大模型微调,Running Evaluation过程中出现的错误
LLaMA-Factory为微调工具,相关参数设置如下:
CUDA_VISIBLE_DEVICES=0 /opt/llama_factory/bin/python src/train_bash.py \
--stage sft \
--model_name_or_path pretrained_models/Qwen/Qwen1.5-0.5B/ \
--do_train \
--dataset llama_input_dataset \
--finetuning_type lora \
--lora_target q_proj,v_proj \
--output_dir output_finetuning_models/Qwen/Qwen1.5-0.5B/lora/sft \
--overwrite_cache \
--per_device_train_batch_size 4 \
--per_device_eval_batch_size 4 \
--gradient_accumulation_steps 16 \
--preprocessing_num_workers 16 \
--lr_scheduler_type cosine \
--logging_steps 10 \
--save_steps 10000 \
--learning_rate 5e-4 \
--max_grad_norm 0.5 \
--num_train_epochs 3 \
--evaluation_strategy steps \
--bf16 \
--template qwen \
--overwrite_output_dir \
--cutoff_len 1024 \
--quantization_bit 4 \
--plot_loss \
--load_best_model_at_end True \
--val_size 0.001
运行后报错,报错内容如下:
[INFO|trainer.py:3614] 2024-05-01 20:47:32,810 >> ***** Running Evaluation *****
[INFO|trainer.py:3616] 2024-05-01 20:47:32,810 >> Num examples = 20
[INFO|trainer.py:3619] 2024-05-01 20:47:32,810 >> Batch size = 4
Traceback (most recent call last):
File "/home/bio/workshop/hx/LLaMA-Factory/src/train_bash.py", line 14, in <module>
main()
File "/home/bio/workshop/hx/LLaMA-Factory/src/train_bash.py", line 5, in main
run_exp()
File "/home/bio/workshop/hx/LLaMA-Factory/src/llmtuner/train/tuner.py", line 32, in run_exp
run_sft(model_args, data_args, training_args, finetuning_args, generating_args, callbacks)

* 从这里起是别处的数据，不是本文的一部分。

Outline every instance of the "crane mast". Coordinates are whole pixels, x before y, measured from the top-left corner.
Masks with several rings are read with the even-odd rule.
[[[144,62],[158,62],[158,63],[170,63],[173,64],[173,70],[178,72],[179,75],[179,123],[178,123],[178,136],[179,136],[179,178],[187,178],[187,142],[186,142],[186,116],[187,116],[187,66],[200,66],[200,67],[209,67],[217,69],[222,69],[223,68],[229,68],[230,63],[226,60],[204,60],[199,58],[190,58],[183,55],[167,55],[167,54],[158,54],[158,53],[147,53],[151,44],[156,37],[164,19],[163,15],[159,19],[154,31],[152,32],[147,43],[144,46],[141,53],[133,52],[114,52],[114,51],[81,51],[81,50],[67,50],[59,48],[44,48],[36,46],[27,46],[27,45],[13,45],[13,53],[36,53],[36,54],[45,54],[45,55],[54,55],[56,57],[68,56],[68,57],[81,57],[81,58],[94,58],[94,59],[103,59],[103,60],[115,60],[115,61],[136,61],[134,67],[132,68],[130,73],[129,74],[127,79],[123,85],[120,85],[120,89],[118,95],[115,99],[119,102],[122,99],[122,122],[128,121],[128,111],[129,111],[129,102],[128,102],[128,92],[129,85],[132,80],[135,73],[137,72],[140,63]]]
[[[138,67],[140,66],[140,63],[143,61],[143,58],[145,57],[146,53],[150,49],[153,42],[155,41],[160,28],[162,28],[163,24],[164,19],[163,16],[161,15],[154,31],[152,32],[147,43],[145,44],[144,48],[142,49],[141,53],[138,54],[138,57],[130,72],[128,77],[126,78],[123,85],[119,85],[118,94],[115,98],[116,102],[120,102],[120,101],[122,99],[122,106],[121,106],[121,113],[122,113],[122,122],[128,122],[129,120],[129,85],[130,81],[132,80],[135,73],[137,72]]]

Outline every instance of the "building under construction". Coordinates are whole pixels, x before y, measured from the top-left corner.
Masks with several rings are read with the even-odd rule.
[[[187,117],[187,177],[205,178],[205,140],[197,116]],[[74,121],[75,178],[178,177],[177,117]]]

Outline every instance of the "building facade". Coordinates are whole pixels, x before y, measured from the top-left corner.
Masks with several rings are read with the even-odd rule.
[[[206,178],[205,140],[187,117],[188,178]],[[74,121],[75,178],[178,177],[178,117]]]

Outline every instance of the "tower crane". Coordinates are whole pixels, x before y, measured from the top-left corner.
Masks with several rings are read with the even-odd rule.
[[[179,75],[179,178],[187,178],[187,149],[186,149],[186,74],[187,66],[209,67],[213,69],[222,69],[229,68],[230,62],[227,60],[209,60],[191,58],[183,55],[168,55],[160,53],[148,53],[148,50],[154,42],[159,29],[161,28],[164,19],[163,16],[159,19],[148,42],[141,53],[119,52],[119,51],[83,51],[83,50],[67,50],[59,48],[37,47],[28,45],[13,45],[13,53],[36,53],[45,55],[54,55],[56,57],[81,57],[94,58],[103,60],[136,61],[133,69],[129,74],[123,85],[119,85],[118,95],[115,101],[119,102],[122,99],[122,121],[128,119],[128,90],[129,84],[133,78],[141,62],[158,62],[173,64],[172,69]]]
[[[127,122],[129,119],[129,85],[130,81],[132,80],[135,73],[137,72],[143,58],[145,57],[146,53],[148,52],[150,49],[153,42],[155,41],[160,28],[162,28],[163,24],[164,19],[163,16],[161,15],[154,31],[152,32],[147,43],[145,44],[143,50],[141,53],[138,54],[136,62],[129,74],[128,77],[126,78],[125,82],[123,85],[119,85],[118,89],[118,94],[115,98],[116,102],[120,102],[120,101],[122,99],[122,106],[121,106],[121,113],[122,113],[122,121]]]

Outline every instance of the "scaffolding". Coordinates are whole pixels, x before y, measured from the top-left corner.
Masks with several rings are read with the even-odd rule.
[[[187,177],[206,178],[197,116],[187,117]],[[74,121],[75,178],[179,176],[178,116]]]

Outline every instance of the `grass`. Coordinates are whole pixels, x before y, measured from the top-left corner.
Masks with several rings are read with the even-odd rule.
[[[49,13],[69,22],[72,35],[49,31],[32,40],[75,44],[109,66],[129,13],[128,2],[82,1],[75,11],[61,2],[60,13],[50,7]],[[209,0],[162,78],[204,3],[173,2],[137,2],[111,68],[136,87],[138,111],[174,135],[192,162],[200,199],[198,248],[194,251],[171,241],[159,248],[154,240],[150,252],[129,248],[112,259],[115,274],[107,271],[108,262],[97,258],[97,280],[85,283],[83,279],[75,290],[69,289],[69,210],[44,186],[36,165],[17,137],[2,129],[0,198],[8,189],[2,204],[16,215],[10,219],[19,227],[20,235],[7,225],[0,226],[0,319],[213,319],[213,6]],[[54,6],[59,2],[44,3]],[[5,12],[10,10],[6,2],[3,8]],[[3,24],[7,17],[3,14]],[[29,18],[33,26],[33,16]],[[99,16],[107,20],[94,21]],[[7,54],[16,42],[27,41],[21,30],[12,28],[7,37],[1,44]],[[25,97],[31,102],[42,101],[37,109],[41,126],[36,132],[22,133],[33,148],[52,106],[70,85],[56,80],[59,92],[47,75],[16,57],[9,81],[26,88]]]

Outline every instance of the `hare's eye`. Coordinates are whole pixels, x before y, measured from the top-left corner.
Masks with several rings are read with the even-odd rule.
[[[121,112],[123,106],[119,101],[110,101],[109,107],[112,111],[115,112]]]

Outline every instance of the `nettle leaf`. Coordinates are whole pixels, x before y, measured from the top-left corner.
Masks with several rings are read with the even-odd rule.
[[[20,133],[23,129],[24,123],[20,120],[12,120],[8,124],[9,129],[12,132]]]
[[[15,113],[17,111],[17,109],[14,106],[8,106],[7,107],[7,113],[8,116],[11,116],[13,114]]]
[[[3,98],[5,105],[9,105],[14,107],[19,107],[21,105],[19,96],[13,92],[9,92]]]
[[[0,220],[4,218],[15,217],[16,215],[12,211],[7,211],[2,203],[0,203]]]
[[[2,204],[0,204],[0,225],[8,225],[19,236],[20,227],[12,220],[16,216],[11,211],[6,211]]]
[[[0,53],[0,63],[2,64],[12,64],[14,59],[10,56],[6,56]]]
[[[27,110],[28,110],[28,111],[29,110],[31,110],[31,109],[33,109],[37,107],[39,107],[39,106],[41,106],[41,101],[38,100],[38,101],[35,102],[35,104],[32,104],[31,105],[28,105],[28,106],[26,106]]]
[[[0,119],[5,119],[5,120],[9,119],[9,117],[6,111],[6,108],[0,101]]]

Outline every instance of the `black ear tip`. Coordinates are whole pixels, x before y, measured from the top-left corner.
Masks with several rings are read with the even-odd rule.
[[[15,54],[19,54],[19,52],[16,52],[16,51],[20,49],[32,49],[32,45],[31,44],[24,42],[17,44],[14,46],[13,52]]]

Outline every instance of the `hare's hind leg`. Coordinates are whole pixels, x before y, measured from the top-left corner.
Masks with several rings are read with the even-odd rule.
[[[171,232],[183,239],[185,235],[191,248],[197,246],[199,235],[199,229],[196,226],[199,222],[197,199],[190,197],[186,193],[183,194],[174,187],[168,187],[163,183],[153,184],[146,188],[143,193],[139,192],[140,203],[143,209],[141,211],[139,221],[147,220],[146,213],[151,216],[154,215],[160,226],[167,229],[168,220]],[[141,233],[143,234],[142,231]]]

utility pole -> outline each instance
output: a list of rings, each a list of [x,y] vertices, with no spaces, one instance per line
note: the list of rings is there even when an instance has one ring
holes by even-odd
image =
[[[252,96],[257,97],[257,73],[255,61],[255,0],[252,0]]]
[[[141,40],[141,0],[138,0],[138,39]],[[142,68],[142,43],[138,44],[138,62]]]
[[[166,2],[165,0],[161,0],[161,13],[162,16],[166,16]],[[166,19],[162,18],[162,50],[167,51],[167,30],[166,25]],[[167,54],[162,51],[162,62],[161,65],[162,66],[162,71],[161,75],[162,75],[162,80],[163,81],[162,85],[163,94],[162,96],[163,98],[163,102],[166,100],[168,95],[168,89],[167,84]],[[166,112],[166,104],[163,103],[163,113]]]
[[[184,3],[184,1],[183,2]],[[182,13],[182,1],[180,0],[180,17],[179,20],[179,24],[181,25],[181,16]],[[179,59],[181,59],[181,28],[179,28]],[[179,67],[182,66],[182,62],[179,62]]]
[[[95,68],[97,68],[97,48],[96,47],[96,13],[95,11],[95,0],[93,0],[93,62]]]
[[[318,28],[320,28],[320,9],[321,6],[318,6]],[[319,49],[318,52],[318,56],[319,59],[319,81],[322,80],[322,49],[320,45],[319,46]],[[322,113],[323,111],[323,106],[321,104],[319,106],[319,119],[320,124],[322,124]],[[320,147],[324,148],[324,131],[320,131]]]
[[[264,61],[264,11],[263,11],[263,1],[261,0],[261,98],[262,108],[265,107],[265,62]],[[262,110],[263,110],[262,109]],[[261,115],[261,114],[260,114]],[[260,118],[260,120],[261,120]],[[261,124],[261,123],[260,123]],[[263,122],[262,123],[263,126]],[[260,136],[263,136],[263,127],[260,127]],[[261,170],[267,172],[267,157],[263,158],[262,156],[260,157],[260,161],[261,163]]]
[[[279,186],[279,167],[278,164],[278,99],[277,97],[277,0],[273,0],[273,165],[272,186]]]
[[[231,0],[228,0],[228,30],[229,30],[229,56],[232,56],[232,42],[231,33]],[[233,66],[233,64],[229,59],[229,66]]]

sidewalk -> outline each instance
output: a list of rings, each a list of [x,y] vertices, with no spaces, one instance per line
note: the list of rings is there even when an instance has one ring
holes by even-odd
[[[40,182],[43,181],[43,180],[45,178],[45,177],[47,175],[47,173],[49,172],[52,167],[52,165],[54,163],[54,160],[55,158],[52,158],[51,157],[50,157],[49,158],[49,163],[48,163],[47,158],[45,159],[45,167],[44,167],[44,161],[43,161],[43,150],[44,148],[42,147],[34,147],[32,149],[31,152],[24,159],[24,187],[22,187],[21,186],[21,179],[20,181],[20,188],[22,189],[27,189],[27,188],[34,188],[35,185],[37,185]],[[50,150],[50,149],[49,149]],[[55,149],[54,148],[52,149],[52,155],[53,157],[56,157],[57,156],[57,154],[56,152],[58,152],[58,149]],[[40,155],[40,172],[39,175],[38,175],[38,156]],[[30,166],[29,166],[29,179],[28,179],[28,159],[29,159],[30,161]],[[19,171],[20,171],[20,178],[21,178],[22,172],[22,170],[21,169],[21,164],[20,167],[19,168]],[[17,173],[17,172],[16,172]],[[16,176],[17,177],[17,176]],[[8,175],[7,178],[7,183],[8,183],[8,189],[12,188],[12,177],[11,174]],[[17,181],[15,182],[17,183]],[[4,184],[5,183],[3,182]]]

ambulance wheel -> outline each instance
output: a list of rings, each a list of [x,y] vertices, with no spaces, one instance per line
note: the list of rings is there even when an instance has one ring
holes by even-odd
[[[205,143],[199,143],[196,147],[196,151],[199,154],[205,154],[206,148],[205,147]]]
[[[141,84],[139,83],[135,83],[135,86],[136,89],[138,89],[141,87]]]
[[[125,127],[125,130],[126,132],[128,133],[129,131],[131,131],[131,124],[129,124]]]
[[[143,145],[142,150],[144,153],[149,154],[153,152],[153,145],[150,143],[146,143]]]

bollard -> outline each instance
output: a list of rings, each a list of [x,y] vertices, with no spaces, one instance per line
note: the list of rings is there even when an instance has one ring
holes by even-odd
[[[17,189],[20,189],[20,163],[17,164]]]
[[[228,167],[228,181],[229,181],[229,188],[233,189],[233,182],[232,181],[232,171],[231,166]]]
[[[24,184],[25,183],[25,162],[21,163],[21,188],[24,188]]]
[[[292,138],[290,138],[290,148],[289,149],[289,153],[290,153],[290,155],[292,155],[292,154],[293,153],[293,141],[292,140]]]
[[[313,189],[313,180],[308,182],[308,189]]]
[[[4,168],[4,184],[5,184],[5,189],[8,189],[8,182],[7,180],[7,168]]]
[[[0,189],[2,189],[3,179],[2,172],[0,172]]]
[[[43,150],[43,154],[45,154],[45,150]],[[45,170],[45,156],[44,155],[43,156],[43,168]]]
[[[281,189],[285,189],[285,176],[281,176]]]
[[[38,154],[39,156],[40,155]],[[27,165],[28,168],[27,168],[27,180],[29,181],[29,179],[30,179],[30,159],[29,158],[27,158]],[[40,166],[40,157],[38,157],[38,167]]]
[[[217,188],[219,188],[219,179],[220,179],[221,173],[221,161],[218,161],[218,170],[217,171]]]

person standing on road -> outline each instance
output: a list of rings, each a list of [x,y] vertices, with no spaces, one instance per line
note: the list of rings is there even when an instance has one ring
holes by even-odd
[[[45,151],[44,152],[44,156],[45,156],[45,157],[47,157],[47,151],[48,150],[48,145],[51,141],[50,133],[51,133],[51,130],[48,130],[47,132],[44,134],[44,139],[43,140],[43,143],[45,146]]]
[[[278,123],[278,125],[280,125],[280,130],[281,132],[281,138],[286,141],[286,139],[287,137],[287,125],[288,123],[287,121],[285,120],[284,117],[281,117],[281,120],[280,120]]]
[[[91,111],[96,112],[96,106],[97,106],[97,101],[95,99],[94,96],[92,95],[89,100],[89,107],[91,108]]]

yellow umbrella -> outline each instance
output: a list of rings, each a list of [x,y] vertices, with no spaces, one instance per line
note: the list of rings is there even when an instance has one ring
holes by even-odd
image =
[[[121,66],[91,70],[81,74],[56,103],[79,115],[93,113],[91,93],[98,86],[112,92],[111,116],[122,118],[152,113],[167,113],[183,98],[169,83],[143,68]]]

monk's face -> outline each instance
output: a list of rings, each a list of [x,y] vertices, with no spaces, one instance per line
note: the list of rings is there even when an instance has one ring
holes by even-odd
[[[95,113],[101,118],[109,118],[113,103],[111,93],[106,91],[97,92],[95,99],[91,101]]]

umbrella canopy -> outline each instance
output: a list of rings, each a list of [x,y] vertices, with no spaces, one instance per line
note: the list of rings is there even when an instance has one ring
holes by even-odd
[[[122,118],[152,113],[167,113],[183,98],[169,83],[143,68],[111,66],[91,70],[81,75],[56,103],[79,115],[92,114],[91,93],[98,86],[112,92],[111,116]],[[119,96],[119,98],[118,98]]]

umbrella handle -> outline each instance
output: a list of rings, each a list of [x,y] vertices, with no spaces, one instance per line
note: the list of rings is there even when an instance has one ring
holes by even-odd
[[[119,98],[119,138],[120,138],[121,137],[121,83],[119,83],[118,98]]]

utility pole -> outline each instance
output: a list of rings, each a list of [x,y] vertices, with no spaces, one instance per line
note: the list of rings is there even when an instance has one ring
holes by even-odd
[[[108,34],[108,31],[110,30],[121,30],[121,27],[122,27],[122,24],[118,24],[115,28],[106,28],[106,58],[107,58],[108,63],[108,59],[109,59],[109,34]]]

File "/home/bio/workshop/hx/LLaMA-Factory/src/llmtuner/train/sft/workflow.py", line 73, in run_sft
train_result = trainer.train(resume_from_checkpoint=training_args.resume_from_checkpoint)
File "/home/bio/.local/lib/python3.10/site-packages/transformers/trainer.py", line 1859, in train
return inner_training_loop(
File "/home/bio/.local/lib/python3.10/site-packages/transformers/trainer.py", line 2278, in _inner_training_loop
self._maybe_log_save_evaluate(tr_loss, grad_norm, model, trial, epoch, ignore_keys_for_eval)
File "/home/bio/.local/lib/python3.10/site-packages/transformers/trainer.py", line 2662, in _maybe_log_save_evaluate
metrics = self.evaluate(ignore_keys=ignore_keys_for_eval)
File "/home/bio/.local/lib/python3.10/site-packages/transformers/trainer_seq2seq.py", line 180, in evaluate
return super().evaluate(eval_dataset, ignore_keys=ignore_keys, metric_key_prefix=metric_key_prefix)
File "/home/bio/.local/lib/python3.10/site-packages/transformers/trainer.py", line 3467, in evaluate
output = eval_loop(
File "/home/bio/.local/lib/python3.10/site-packages/transformers/trainer.py", line 3719, in evaluation_loop
metrics = self.compute_metrics(EvalPrediction(predictions=all_preds, label_ids=all_labels))
File "/home/bio/workshop/hx/LLaMA-Factory/src/llmtuner/train/sft/metric.py", line 46, in __call__
decoded_preds = self.tokenizer.batch_decode(preds, skip_special_tokens=True)
File "/home/bio/.local/lib/python3.10/site-packages/transformers/tokenization_utils_base.py", line 3771, in batch_decode
return [
File "/home/bio/.local/lib/python3.10/site-packages/transformers/tokenization_utils_base.py", line 3772, in <listcomp>
self.decode(
File "/home/bio/.local/lib/python3.10/site-packages/transformers/models/qwen2/tokenization_qwen2.py", line 299, in decode
return super().decode(
File "/home/bio/.local/lib/python3.10/site-packages/transformers/tokenization_utils_base.py", line 3811, in decode
return self._decode(
File "/home/bio/.local/lib/python3.10/site-packages/transformers/tokenization_utils.py", line 1001, in _decode
filtered_tokens = self.convert_ids_to_tokens(token_ids, skip_special_tokens=skip_special_tokens)
File "/home/bio/.local/lib/python3.10/site-packages/transformers/tokenization_utils.py", line 976, in convert_ids_to_tokens
index = int(index)
TypeError: int() argument must be a string, a bytes-like object or a real number, not 'list'
是我的数据集本身的问题吗??为什么Running training时没有出错呢??